Verso Cosmo : la guitare design fabriquée à partir d’une tôle d’acier pliée

Même si vous avez n’a jamais tenu l’un de ses instruments éponymes, vous savez peut-être que Les Paul a conçu l’une des premières guitares électriques à corps solide. Étonnamment, Gibson, qui fabriquait la guitare, craignait que cette nouvelle direction radicale dans la conception d’instruments échoue, et il n’a même pas montré les prototypes au public pendant des années.

Mais la Gibson Les Paul était loin d’être la première guitare électrique. En 1931, le tout premier instrument à cordes amplifié électriquement vendu dans le commerce était une guitare simple, tout en métal, en fonte d’aluminium, surnommée la « Frying Pan » – et un certain Adolph Rickenbacker a inventé les micros électromagnétiques pour cela.

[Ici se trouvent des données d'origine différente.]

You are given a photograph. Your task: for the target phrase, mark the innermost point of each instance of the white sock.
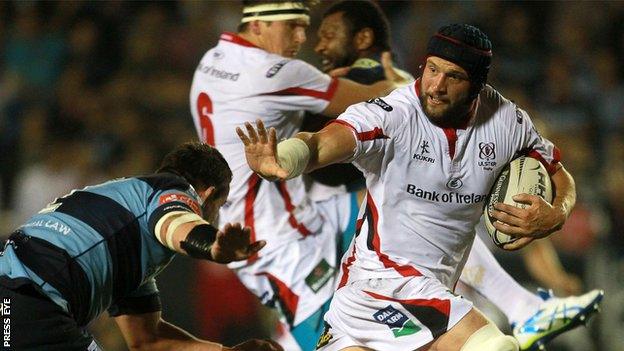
(485, 275)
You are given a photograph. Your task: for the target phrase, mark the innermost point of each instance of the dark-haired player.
(416, 228)
(99, 248)
(354, 33)
(254, 74)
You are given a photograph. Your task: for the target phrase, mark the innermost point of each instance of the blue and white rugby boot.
(555, 316)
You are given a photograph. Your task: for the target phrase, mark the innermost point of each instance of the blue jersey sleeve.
(169, 201)
(145, 299)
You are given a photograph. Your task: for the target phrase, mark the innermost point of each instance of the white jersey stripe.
(326, 95)
(301, 228)
(374, 243)
(253, 186)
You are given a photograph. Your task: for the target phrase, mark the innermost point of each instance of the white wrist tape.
(179, 218)
(293, 155)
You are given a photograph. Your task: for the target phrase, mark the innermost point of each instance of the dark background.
(95, 90)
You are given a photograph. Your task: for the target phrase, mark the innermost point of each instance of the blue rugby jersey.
(95, 248)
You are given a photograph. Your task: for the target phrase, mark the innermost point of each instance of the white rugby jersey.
(237, 82)
(427, 185)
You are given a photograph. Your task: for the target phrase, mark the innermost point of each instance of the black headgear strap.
(475, 61)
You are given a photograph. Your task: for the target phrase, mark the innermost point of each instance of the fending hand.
(233, 244)
(261, 151)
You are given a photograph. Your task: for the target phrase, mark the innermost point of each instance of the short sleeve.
(297, 85)
(166, 201)
(375, 124)
(145, 299)
(534, 145)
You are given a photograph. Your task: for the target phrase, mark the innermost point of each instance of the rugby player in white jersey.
(353, 34)
(417, 223)
(253, 74)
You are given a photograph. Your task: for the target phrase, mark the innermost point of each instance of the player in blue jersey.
(99, 248)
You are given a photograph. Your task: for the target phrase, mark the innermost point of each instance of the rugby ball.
(522, 175)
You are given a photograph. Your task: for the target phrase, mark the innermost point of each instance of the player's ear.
(364, 39)
(254, 27)
(208, 194)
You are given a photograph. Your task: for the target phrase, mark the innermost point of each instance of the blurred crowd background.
(96, 90)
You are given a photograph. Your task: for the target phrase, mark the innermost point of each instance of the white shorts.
(299, 276)
(391, 314)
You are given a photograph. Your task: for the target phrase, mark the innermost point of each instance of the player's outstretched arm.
(539, 218)
(291, 157)
(199, 239)
(149, 331)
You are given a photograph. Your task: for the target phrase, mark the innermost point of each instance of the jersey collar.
(236, 39)
(470, 117)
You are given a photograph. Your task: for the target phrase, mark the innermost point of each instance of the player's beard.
(453, 115)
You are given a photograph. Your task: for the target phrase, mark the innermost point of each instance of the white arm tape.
(293, 155)
(179, 218)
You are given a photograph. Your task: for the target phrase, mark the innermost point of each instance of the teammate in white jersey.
(353, 33)
(250, 75)
(420, 149)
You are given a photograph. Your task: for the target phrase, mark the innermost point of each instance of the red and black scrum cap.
(276, 11)
(465, 45)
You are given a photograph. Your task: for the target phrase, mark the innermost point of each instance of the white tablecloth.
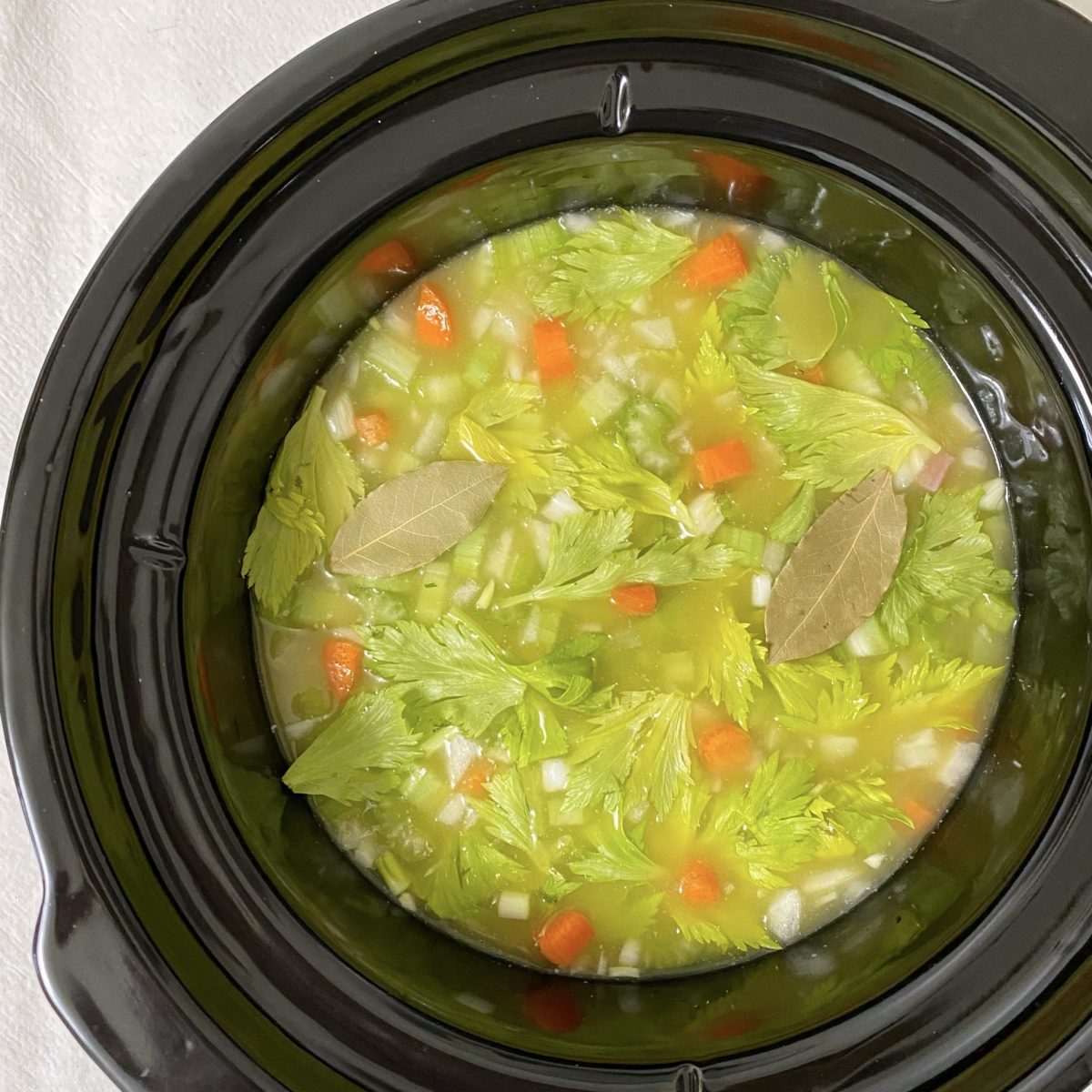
(96, 97)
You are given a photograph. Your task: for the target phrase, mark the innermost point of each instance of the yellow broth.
(632, 369)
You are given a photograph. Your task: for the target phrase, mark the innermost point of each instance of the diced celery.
(602, 401)
(751, 544)
(393, 874)
(868, 639)
(390, 356)
(315, 702)
(561, 817)
(643, 426)
(541, 627)
(467, 557)
(432, 596)
(514, 250)
(484, 363)
(995, 612)
(426, 791)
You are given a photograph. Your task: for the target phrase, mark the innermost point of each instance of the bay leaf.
(839, 572)
(413, 519)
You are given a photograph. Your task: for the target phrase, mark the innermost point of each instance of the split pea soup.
(633, 592)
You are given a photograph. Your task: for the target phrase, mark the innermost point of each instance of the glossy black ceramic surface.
(199, 931)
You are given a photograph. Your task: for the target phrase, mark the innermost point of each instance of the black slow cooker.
(199, 931)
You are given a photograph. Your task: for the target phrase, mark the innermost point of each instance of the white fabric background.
(96, 97)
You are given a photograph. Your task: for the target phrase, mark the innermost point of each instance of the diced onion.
(514, 905)
(561, 507)
(339, 414)
(916, 752)
(835, 747)
(480, 322)
(912, 465)
(705, 512)
(868, 639)
(965, 416)
(659, 333)
(452, 813)
(993, 496)
(774, 556)
(784, 915)
(555, 775)
(762, 587)
(959, 765)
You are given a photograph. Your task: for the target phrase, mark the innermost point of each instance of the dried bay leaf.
(413, 519)
(839, 572)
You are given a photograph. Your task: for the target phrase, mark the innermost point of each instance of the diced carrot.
(733, 1025)
(390, 257)
(434, 318)
(699, 885)
(719, 262)
(552, 354)
(474, 782)
(723, 462)
(634, 599)
(342, 663)
(374, 427)
(724, 749)
(741, 180)
(565, 936)
(918, 814)
(552, 1008)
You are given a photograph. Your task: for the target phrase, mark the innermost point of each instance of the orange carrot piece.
(699, 885)
(718, 263)
(390, 257)
(552, 1008)
(565, 936)
(474, 782)
(918, 814)
(740, 179)
(434, 318)
(634, 599)
(374, 427)
(724, 749)
(723, 462)
(342, 663)
(551, 350)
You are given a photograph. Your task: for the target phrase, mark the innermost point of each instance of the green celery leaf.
(836, 438)
(312, 487)
(947, 565)
(601, 273)
(360, 754)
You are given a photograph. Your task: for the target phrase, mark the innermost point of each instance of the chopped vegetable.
(724, 749)
(435, 325)
(341, 661)
(634, 599)
(374, 429)
(723, 462)
(563, 938)
(552, 354)
(718, 263)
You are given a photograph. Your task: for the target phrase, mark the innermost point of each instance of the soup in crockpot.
(633, 593)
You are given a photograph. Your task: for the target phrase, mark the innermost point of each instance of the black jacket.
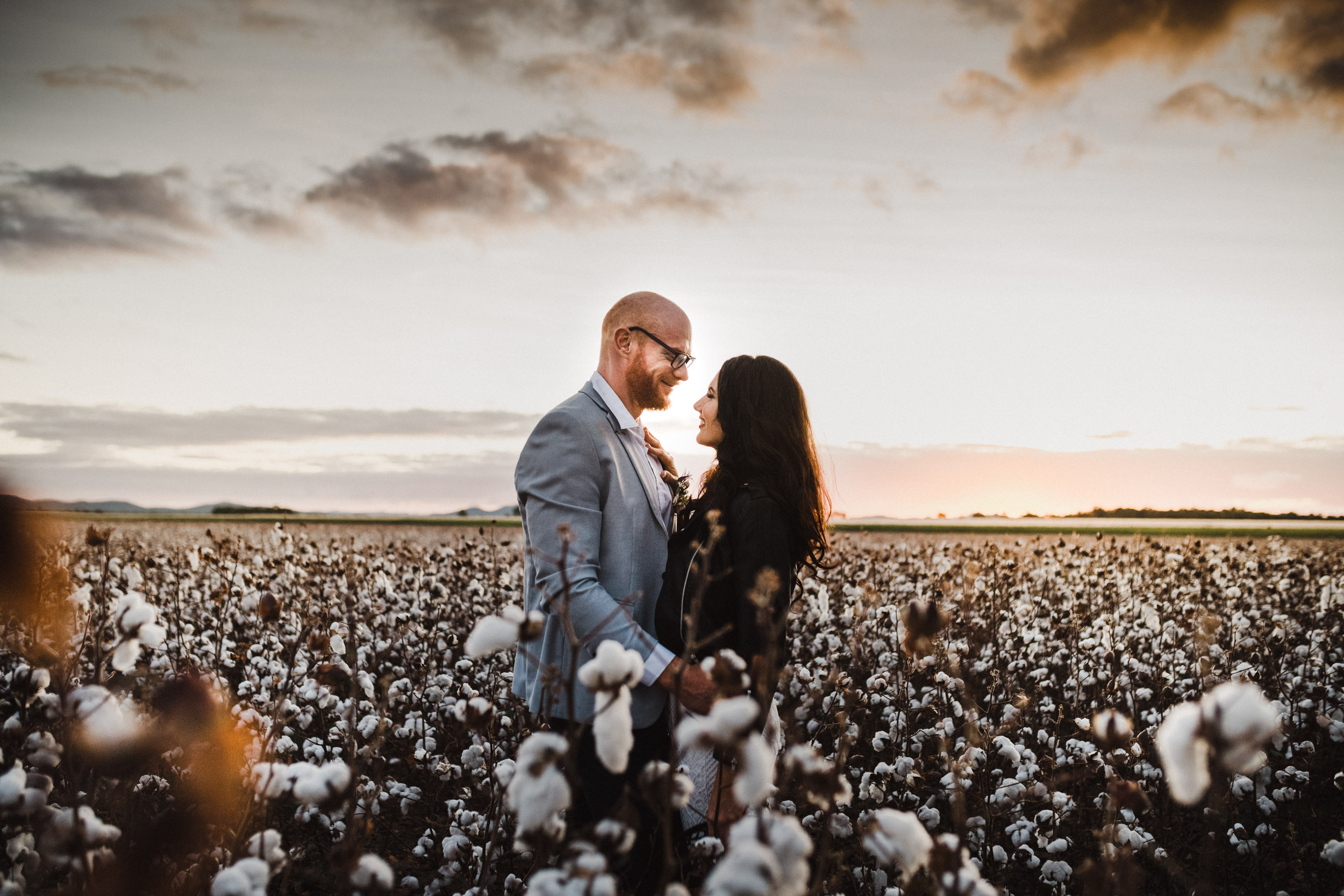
(757, 535)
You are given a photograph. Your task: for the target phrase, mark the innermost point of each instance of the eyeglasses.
(679, 358)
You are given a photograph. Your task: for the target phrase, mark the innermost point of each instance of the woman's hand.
(662, 457)
(690, 684)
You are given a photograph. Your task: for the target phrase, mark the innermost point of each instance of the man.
(588, 476)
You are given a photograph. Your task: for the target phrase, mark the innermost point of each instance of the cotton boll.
(612, 666)
(267, 845)
(1055, 872)
(257, 873)
(1184, 754)
(1007, 750)
(727, 723)
(151, 634)
(539, 792)
(756, 771)
(746, 870)
(132, 613)
(898, 838)
(612, 728)
(491, 636)
(1241, 720)
(230, 881)
(128, 652)
(12, 785)
(371, 873)
(787, 841)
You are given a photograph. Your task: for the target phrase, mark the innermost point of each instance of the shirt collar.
(614, 405)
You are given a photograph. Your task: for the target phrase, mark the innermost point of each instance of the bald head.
(636, 367)
(649, 311)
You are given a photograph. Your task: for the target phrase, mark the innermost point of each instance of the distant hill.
(217, 508)
(244, 510)
(112, 507)
(1189, 513)
(504, 511)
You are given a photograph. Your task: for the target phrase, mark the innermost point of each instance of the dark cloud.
(1063, 149)
(124, 78)
(983, 92)
(503, 181)
(252, 200)
(487, 179)
(694, 50)
(423, 484)
(991, 11)
(101, 426)
(1209, 103)
(68, 210)
(702, 71)
(1061, 39)
(690, 49)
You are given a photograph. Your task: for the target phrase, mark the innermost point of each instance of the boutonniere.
(682, 493)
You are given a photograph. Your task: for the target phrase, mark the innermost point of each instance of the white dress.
(703, 769)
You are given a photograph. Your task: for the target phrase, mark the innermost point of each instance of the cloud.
(966, 478)
(1267, 481)
(991, 11)
(426, 484)
(1061, 151)
(1211, 104)
(124, 78)
(983, 92)
(253, 200)
(503, 181)
(61, 211)
(484, 179)
(1062, 39)
(702, 71)
(700, 53)
(76, 425)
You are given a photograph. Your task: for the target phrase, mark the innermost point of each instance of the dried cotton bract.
(730, 727)
(245, 878)
(1233, 722)
(611, 675)
(898, 838)
(538, 792)
(768, 856)
(136, 623)
(501, 633)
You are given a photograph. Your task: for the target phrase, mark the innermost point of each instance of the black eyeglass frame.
(676, 354)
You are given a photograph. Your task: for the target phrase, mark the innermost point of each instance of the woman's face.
(710, 433)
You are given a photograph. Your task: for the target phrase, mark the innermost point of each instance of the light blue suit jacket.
(577, 470)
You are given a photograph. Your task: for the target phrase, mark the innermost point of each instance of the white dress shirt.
(633, 434)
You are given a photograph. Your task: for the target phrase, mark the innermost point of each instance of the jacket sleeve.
(759, 536)
(561, 483)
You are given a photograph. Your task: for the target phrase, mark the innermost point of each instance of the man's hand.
(689, 684)
(662, 457)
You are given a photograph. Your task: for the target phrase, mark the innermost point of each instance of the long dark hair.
(768, 442)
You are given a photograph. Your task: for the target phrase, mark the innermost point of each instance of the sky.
(1025, 256)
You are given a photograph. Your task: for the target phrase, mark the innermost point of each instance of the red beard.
(643, 388)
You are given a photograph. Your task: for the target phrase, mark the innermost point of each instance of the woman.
(732, 566)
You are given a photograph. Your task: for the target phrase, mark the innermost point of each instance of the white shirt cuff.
(656, 663)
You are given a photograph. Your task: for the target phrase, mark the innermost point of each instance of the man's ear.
(623, 340)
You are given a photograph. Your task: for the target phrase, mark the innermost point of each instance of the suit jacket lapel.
(641, 468)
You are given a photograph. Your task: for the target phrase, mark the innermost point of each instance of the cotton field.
(254, 708)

Aujourd’hui, 90 ans plus tard, le designer industriel basé à Kassell, en Allemagne, Robin Stummvoll, fondateur de Verso Musical Instruments, revient à l’essentiel et semble s’inspirer des modestes débuts de la guitare électrique. Sans formation formelle de luthier, Stummvoll a décidé de réduire la guitare électrique à son minimum de pièces, en réduisant la quantité de matériaux utilisés pour fabriquer chaque instrument.

« Il y a une guitare fabriquée dans les années 70 par Allan Gittler [held in the MoMA design collection] c’est fondamentalement juste une tige d’acier avec des frettes en acier soudées », dit Stummvoll. « C’est vraiment le minimum qu’une guitare doit être, mais c’est très compliqué à construire et très cher. Donc mon approche était que c’était quelque chose qui peut être construit dans un atelier plus petit, mais crée une nouvelle perspective sur la lutherie.

Plutôt qu’un morceau de bois, le corps du Cosmo est une feuille d’acier soigneusement pliée enduite de poudre. Cette forme ergonomique abrite non seulement les circuits nécessaires pour faire fonctionner la guitare, mais permet également une approche innovante du placement des micros, des transducteurs qui capturent les vibrations mécaniques des cordes et les convertissent en signaux électriques qui peuvent ensuite être amplifiés et joués à travers un haut-parleur.

Les micros sont généralement vissés sur le corps d’une guitare, mais l’endroit où ils sont placés affecte la tonalité du son créé. C’est pourquoi vous voyez plusieurs micros à différents endroits sur, par exemple, une Fender Stratocaster ou une Les Paul. Stummvoll a rendu ses micros mobiles afin qu’ils puissent être déplacés et placés là où le joueur le souhaite.

« Ce fut un heureux accident », explique Stummvoll. « Ce n’était pas l’intention. » Comme les micros sont magnétiques, ils se fixent naturellement à la surface du corps métallique du Cosmo. Réalisant les avantages potentiels de cela en termes de polyvalence du son, Stummvoll en a fait une caractéristique. Vous pouvez regarder et écouter des démos YouTube de ce son changeant.

« Il a son propre caractère et son propre son, un ton très chaud et résonnant avec beaucoup de contenu harmonique, mais ce n’est rien de bizarre ou d’étrange », dit Stummvoll. « Je dirais que c’est quelque part entre la guitare électrique et l’acoustique, parce que vous avez ces harmoniques supplémentaires, mais plus vers l’électrique. »

Photographie : Instruments Verso

En plus de la Cosmo à 1 781 $ (1 710 €) et de la basse Gravis de la marque, Stummvoll vient de sortir sa dernière création, la Orbit à 1 935 $ (1 860 €), une guitare baryton. En plus des micros mobiles signature de Verso, Stummvoll affirme que la longue échelle de 28,5 pouces (720 mm) de l’Orbit donne à cet instrument une réponse précise et granuleuse des basses dans les accords standard B à B ou A à A, tandis que cette longueur supplémentaire apporte apparemment beaucoup de soutenir.

Stummvoll affirme également que « l’effet microphonique naturel de l’Orbit est moins prononcé que sur Cosmo, ce qui le rend encore plus adapté aux sons déformés ». Amateurs de métal, prenez note.